Scientists devote countless hours and even more money to conduct research. Finding answers to life-changing questions in a lab can lead to new discoveries. At the same time, those efforts may not lead to anything at all.
But for those of us who don’t hold a doctorate degree and spend our days in white lab coats studying microscope organisms under a microscope, it can be very confusing when scientists use the phrase “no evidence” in statements. After all, what exactly is the threshold for there to be “no evidence” in a trial or study?
Considering the coronavirus pandemic’s impact on the world, this is a phrase that many news watchers and information seekers have found to be thrown around quite a bit. In fact, in January, the World Health Organization said there was no evidence of human-to-human transmission of the coronavirus. However, that has since been proven wrong.
In many respects, the old adage “the absence of evidence is not evidence of absence” rings true.

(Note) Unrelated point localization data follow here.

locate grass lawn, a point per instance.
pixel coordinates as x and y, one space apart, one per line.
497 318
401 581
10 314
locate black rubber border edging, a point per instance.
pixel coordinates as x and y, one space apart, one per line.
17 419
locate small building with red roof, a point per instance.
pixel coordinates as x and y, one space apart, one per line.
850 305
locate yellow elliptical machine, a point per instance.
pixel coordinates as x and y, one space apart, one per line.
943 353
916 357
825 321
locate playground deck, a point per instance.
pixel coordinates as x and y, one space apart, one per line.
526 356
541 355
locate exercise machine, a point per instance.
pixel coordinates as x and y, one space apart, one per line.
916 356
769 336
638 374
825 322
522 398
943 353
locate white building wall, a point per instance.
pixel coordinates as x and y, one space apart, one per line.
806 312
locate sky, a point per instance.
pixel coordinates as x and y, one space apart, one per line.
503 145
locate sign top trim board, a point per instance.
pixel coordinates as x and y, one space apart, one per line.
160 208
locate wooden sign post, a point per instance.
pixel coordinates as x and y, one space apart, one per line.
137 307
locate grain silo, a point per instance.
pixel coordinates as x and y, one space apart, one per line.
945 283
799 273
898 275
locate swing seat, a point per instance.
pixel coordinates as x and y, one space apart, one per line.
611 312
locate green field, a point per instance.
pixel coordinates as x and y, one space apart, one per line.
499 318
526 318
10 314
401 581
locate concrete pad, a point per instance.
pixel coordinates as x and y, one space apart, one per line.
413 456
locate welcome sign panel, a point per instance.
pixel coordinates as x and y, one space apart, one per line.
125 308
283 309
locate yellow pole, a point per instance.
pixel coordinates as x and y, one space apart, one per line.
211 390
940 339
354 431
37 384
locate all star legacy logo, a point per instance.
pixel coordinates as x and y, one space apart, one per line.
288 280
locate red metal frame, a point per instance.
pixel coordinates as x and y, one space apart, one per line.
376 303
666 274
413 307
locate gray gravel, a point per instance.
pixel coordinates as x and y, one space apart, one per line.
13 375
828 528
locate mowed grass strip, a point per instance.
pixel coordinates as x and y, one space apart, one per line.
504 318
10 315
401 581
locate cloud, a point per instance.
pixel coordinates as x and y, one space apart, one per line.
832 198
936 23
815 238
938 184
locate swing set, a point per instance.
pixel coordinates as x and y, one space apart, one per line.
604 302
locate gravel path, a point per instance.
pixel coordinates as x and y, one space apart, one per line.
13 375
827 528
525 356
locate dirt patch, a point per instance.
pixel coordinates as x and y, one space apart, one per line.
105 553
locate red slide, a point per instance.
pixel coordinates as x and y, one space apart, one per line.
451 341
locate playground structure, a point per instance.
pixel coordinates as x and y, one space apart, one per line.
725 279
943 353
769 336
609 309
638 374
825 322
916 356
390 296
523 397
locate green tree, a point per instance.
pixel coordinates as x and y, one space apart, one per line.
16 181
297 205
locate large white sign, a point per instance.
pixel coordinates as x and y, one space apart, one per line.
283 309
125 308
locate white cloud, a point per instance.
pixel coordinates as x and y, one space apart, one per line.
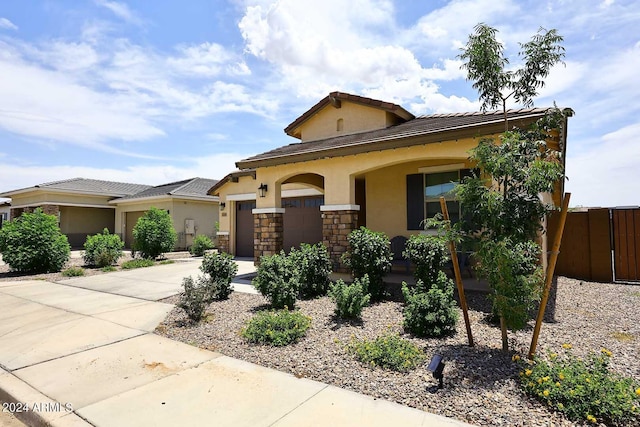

Before everyone knew exactly how the coronavirus would impact the entire globe, the available evidence at the time did not indicate that the virus could be transmitted from human to human. But no evidence in the scientific world has a different meaning.
The phrase is often used when the real meaning is that “there is no reason to believe” a certain idea to be true. Sometimes, using the no evidence explanation can really be a cop out when it seems like a waste of time to test out a theory that has obvious flaws from the start.
Ultimately, it’s important to dig deeper when the no evidence phrase gets tossed around. Some things are unknown and others need more time and money to be tested before final conclusions can be drawn.